Photoresist of the present invention is because the plastifier that contains special adhesive and match is with it specially adapted to alkali etching, in the production of the printed-wiring board (PWB) of gold-plated and chemical grinding, the bonding agent in the present invention has obdurability and can resist the ammoniacal liquor used in production run.
Embodiment
In order more clearly to describe the present invention, spy provides following example, and in following example, unless otherwise indicated, all deal and percentage all represent with weight.
Embodiment 1-4
Be used for the preparation of the bonding agent of photoresist, its formula is listed in table 1.
Table 1
1: methylacrylic acid
2: methyl methacrylate
3: ethyl propylene acid esters
4: isobornyl methacrylate
Bonding agent synthetic as described below, by 422g butanone and 555g, the mix monomer in table 1 adds a reaction vessel, and reactant stirs and is heated to 80 ℃ under nitrogen.Add 7ml azoisobutyronitrile, butanone solution (concentration is 0.05g azoisobutyronitrile/g butanone) is in reaction vessel, after 5 hours, add again 19ml azoisobutyronitrile butanone solution (concentration is 0.05g azoisobutyronitrile/g butanone), continue within 1 hour, to stir and heating, after having reacted, reactant transfer, in glass container, adds appropriate butanone, regulates solid content to 31%.
Photoresist is pressed the preparation of component in list 2, the combination in table is added in the binder solution of 31% solid content, and correspondingly, in form, amount of binder comprises actual bonding agent and solvent.
Table 2
1, the interior olefin(e) acid ester of alkane three in hydroxyethyl trihydroxy methyl.
2, hydroxyethyl biphenol A and metering system phenol reaction preparation (EBECRYL3702, REDCURE APECIATG INC.)
3, diethanolamine improvement toluene triazole, (CIBA-GEIGY, REOMET42)
4, ethyl dimethyl amido amido benzene methyl
5, isopropyl thioxanthone
Photoresist is prepared by the following method.Material in table 2 mixes with about 600 revs/min of speed in ribbon mixer.
This potpourri is removed air bubble for centrifugal three minutes in hydro-extractor.

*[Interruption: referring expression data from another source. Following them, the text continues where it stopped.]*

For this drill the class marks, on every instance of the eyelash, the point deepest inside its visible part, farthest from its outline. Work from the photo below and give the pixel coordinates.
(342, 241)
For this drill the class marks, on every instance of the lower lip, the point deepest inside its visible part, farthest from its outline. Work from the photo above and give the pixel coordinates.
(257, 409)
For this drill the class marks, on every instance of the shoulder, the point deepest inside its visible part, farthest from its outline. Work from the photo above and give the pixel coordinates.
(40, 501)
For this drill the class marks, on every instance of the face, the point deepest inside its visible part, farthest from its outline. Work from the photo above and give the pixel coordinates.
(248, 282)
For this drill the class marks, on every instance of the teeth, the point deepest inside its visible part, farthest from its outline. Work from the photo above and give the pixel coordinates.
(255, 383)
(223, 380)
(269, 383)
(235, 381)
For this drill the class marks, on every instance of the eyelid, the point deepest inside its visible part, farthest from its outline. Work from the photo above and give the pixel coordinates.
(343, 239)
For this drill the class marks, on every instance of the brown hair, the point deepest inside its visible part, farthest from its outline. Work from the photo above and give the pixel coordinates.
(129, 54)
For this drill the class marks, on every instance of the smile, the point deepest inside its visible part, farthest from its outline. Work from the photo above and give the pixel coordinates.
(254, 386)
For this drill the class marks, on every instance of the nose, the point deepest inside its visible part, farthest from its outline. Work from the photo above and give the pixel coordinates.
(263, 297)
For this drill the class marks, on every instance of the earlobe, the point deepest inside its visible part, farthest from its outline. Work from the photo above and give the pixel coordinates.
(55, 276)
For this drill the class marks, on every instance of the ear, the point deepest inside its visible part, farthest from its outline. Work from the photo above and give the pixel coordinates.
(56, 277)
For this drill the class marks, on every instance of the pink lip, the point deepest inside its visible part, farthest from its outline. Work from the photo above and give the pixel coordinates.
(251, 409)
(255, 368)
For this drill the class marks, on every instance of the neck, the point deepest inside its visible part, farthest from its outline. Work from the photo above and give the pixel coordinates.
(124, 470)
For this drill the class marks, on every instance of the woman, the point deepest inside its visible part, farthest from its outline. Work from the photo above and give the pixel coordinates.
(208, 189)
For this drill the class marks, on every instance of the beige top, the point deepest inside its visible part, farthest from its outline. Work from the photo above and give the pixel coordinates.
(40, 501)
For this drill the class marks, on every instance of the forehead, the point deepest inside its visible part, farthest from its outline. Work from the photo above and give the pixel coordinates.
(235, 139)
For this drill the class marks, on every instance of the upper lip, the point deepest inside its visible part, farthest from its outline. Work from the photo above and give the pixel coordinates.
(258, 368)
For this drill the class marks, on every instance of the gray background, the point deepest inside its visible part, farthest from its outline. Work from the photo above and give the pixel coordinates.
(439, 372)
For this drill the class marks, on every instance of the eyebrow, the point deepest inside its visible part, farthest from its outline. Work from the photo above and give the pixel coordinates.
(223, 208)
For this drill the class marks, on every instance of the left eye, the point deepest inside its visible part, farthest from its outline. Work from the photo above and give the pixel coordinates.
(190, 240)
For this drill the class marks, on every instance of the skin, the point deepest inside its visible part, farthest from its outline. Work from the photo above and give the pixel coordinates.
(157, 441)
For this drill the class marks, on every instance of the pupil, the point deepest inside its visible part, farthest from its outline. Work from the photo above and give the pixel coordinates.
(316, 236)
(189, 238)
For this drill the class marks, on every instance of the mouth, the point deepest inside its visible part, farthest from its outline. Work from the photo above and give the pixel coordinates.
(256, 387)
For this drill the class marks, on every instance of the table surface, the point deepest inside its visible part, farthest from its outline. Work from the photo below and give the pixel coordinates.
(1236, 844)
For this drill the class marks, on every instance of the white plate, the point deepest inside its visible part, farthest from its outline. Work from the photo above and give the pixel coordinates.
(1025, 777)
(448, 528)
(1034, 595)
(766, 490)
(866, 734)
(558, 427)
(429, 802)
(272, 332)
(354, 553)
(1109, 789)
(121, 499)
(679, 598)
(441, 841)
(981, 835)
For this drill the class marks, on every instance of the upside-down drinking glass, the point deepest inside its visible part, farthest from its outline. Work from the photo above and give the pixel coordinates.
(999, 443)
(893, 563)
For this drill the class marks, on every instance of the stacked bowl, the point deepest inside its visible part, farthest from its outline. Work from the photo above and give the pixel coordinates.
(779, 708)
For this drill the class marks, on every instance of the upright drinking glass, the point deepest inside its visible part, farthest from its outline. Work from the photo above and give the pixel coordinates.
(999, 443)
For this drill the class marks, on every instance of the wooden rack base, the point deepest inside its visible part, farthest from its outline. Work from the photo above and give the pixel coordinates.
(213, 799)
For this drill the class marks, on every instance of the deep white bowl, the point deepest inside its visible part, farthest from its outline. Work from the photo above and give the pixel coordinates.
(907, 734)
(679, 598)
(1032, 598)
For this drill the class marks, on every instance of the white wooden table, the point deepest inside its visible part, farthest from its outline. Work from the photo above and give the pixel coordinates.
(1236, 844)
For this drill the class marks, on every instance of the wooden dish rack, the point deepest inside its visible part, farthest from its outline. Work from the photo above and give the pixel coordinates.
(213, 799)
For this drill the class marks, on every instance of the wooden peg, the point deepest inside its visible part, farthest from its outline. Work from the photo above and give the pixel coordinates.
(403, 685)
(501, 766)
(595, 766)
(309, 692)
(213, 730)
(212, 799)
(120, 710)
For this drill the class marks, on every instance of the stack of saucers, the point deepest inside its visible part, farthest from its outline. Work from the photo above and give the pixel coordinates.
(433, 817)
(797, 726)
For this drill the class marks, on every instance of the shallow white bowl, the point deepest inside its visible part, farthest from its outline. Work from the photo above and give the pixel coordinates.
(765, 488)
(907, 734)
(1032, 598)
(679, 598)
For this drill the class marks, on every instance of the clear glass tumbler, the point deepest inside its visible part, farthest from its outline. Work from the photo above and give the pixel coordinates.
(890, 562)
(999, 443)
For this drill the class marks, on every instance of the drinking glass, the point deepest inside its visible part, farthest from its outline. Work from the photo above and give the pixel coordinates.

On the thick mylar of 23.4um, be coated with, equal 38.1 microns of thickness is dried after heat in the baking oven of 100 ℃, about 3-6 minute, and then coating layer is pressed onto the two-sided copper coin (56.7g copper, on insulated substrate) deoiling after scrubbing.The about 0.79mm of its thickness.Laminating sheet is to use hot cylinder trigger squeeze with approximately 121 ℃ of temperature, the about 2.1kg/cm of pressure
2, with the speed of 121.9cm/min, be pressed into, then by egative film, expose, depth of exposure is stouffer 6-7 level (with 12 grades of stouffer depth of exposure tables).After 15 minutes, remove mylar, and by developing machine (Chemcut 547 developing machines), developer solution is 0.90%w/w sodium carbonate single-crystal water solution, approximately 35 ℃ of temperature, the about 0.138MPa of top flushing pressure, the about 0.138MPa of drip washing pressure, speed should be adjusted to 50% the solution point that rushes.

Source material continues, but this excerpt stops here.